Why Energy Efficiency Won't Matter Without Energy Caps
30 Mar, 2008 07:16 pm
Energy efficiency advocates will continue to do the equivalent of running up the down escalator unless they embrace limits on total energy use.
But in the perverse world of market economics all this good behavior is for naught. For in the face of increasing energy efficiency--the U. S. economy, for instance, has become a little more than 0.5 percent more energy efficient each year since 1985--total energy consumption continues to rise exponentially. Since 1985 total U. S. energy consumption has risen 34 percent, while world energy consumption has risen more than 50 percent.
Many people are aware of this issue which was first articulated by William Stanley Jevons in the middle of the 19th century and which is referred to as The Jevons Paradox. Jevons noticed that James Watt's redesigned steam engine had made it much easier to produce more coal. This led to a reduction in its price and a subsequent increase in demand as more and more businesses and individuals could afford to use coal as an energy source. Greater efficiency had resulted in a boom in coal consumption.
Yet, efficiency advocates today persist in their one-sided equation. If the energy that will be available to humans is essentially unlimited, then there is little point in efficiency. If energy resources are, in fact, limited, then efficiency is paramount. But efficiency alone will not solve our problems so long as we are using finite energy sources such as fossil fuels. Efficiency alone will paradoxically cause us to consume such fuel even faster bringing on its ultimate depletion that much sooner.
A possible approach to this problem is caps on energy use. This would, of course, be potentially very painful to the world economy. But a system of gradually falling caps on energy use would achieve what efficiency alone cannot: an extremely energy efficient economy that uses less overall energy with each passing year. One system designed to accomplish this is called Tradable Energy Quotas (TEQs). According the originator's website TEQs would work this way: "Every adult is given an equal free Entitlement of TEQs units. Industry and Government bid for their units at a weekly Tender." The overall amount of energy use allowed would be gradually ratcheted down by perhaps 2 percent per year. Those who don't use up their quota are free to sell their extra units on the open market.
The result would be that every facet of society would become responsible for energy efficiency and there would be no incentive to waste. Without favoring one particular technology, approach or company over another, society could achieve a critical goal on the path to sustainability.
One might say that once a sustainable energy economy is reached, it would be foolish to continue such a scheme. Certainly, at some point it would have to be altered. We cannot go down to zero. But that wouldn't mean lifting the caps. It might mean maintaining the then current cap. That way efficiency would still remain a focus of every citizen's activities.
I believe it is a mistake to think in terms of doubling our wealth while halving our resource use as suggested by one of the world's foremost energy efficiency experts. Surely, it would be a good thing if we did it simply because we would reduce our resource use radically. But it is the growth mentality itself which must be overcome if we are to make it all the way to sustainability.
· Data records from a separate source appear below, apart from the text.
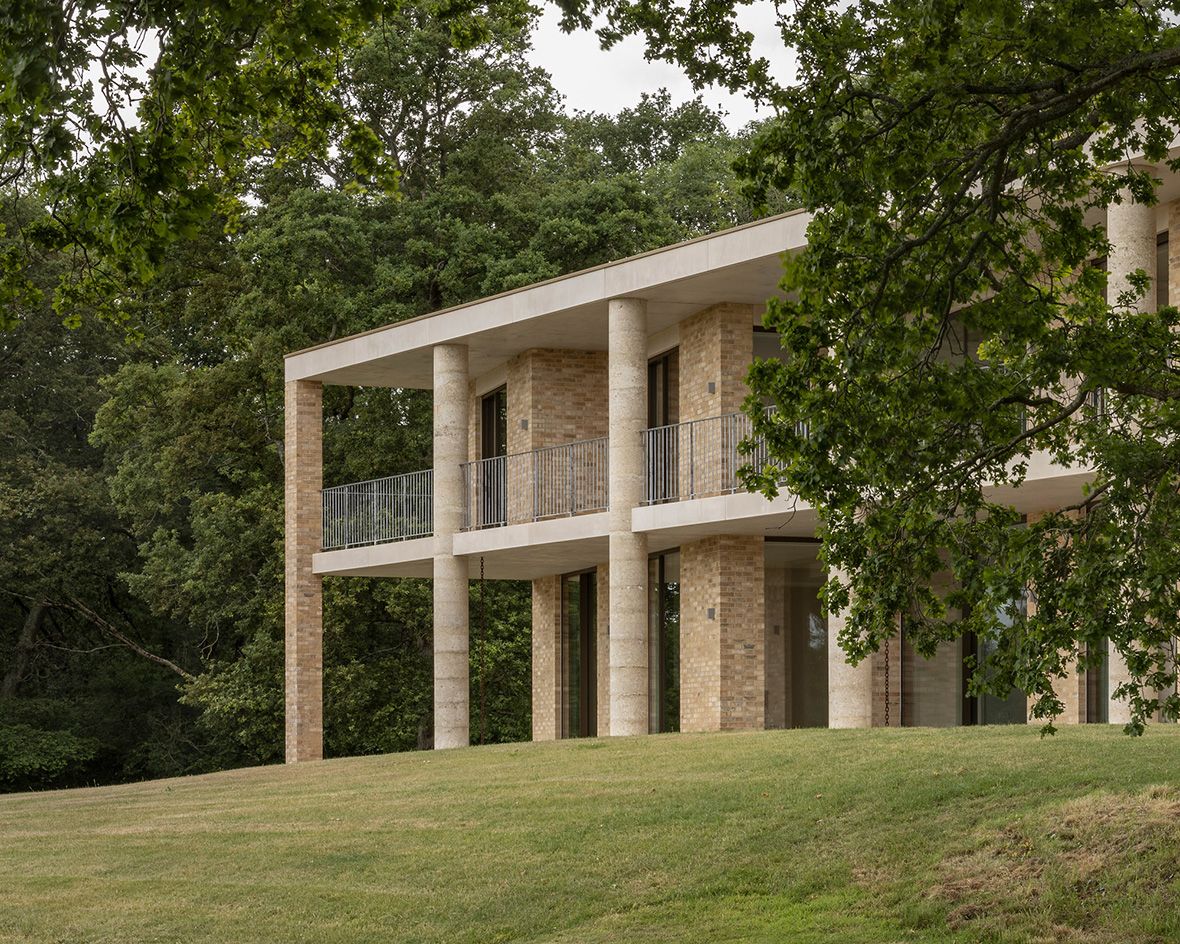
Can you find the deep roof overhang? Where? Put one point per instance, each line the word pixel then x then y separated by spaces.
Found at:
pixel 741 264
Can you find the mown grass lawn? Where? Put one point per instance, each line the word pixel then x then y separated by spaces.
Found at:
pixel 882 836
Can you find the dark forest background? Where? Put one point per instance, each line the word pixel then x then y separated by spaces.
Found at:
pixel 141 463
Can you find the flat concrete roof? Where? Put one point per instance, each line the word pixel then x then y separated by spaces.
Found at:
pixel 741 264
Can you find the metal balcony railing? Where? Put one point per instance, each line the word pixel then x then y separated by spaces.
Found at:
pixel 700 458
pixel 528 486
pixel 378 511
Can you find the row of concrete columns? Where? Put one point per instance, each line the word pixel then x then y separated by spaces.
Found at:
pixel 1131 229
pixel 628 379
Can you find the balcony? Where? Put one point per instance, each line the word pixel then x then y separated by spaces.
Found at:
pixel 379 511
pixel 700 458
pixel 556 482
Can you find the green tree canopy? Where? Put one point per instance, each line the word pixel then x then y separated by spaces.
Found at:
pixel 949 321
pixel 135 123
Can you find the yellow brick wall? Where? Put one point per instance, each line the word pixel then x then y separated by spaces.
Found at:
pixel 303 590
pixel 722 661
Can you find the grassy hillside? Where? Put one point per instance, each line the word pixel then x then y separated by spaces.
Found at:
pixel 885 836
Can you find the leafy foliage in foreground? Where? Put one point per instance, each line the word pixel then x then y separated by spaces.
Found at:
pixel 141 480
pixel 948 327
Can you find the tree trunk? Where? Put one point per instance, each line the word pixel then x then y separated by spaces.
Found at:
pixel 25 644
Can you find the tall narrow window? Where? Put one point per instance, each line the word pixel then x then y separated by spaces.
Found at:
pixel 1097 688
pixel 663 408
pixel 493 447
pixel 662 393
pixel 579 672
pixel 493 424
pixel 795 694
pixel 663 636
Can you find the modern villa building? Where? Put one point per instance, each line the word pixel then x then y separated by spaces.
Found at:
pixel 587 439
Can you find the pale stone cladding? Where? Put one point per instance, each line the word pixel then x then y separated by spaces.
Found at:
pixel 602 614
pixel 546 648
pixel 303 589
pixel 722 625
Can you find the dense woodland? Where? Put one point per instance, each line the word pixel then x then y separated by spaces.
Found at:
pixel 141 458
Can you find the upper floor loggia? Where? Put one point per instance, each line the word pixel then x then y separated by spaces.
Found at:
pixel 533 485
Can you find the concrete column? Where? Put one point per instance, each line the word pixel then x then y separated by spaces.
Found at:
pixel 303 590
pixel 1131 229
pixel 850 688
pixel 627 366
pixel 452 682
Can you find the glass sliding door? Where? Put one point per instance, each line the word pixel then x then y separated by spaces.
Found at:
pixel 493 445
pixel 663 446
pixel 935 690
pixel 932 688
pixel 579 663
pixel 795 636
pixel 663 642
pixel 1097 689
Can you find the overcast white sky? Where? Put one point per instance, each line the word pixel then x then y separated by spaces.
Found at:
pixel 605 82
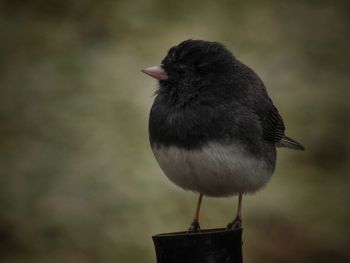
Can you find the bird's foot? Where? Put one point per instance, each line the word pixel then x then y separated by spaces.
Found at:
pixel 235 224
pixel 194 227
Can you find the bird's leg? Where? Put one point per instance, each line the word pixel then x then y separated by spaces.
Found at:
pixel 195 227
pixel 237 222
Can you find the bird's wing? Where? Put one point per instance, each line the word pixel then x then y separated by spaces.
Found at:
pixel 273 126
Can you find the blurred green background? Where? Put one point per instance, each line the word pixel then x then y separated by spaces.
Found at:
pixel 78 181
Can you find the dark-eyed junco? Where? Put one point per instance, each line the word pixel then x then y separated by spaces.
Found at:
pixel 213 128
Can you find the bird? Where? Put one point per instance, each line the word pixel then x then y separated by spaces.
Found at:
pixel 213 128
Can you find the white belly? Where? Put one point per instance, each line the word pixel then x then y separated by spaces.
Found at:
pixel 214 170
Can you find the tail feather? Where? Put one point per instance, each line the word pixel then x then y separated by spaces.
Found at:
pixel 290 143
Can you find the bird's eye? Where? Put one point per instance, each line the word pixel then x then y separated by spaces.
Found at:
pixel 181 70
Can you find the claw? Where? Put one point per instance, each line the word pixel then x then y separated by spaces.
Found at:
pixel 235 224
pixel 194 227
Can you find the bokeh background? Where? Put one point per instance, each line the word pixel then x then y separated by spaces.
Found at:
pixel 78 182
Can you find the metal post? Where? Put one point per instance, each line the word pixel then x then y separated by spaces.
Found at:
pixel 206 246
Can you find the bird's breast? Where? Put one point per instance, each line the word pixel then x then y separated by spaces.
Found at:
pixel 214 169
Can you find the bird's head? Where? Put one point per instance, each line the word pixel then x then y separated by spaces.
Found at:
pixel 192 66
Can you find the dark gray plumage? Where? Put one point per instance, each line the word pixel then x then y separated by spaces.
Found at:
pixel 212 126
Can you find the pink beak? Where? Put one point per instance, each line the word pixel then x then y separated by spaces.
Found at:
pixel 156 72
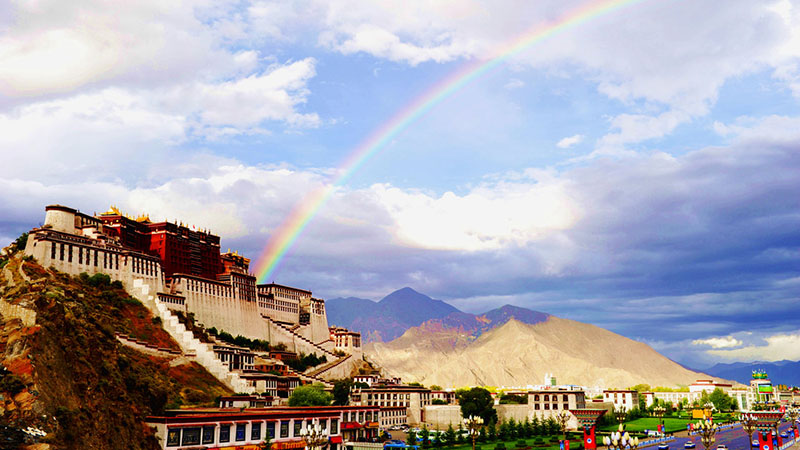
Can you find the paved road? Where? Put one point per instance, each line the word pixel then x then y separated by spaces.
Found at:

So, we ought to be truthful about what energy caps imply. Ultimately, they imply a steady state economy. It is an economy where the quality of goods and services can improve, but resource inputs cannot grow. And, it is clear from the devastation already wrought on the biosphere by our current economy that the steady state economy, in order to be sustainable in the long run, will have to operate at a level of inputs far below what we are experiencing today.
One final thing should be said about energy caps. For now they seem theoretical and unlikely to be implemented. Too many political and economic oxen would be gored for elected leaders to embrace them. But caps might be implemented another way. As oil and other fossils fuels successively reach peak output and then decline, our entire global society could be faced with an energy cap imposed by nature. Unless we come up with some so far nonexistent expedient to allow us to continue business as usual, we will then be forced to do on an emergency basis what a sensible TEQ program would have allowed us to do more gradually and without so much trauma.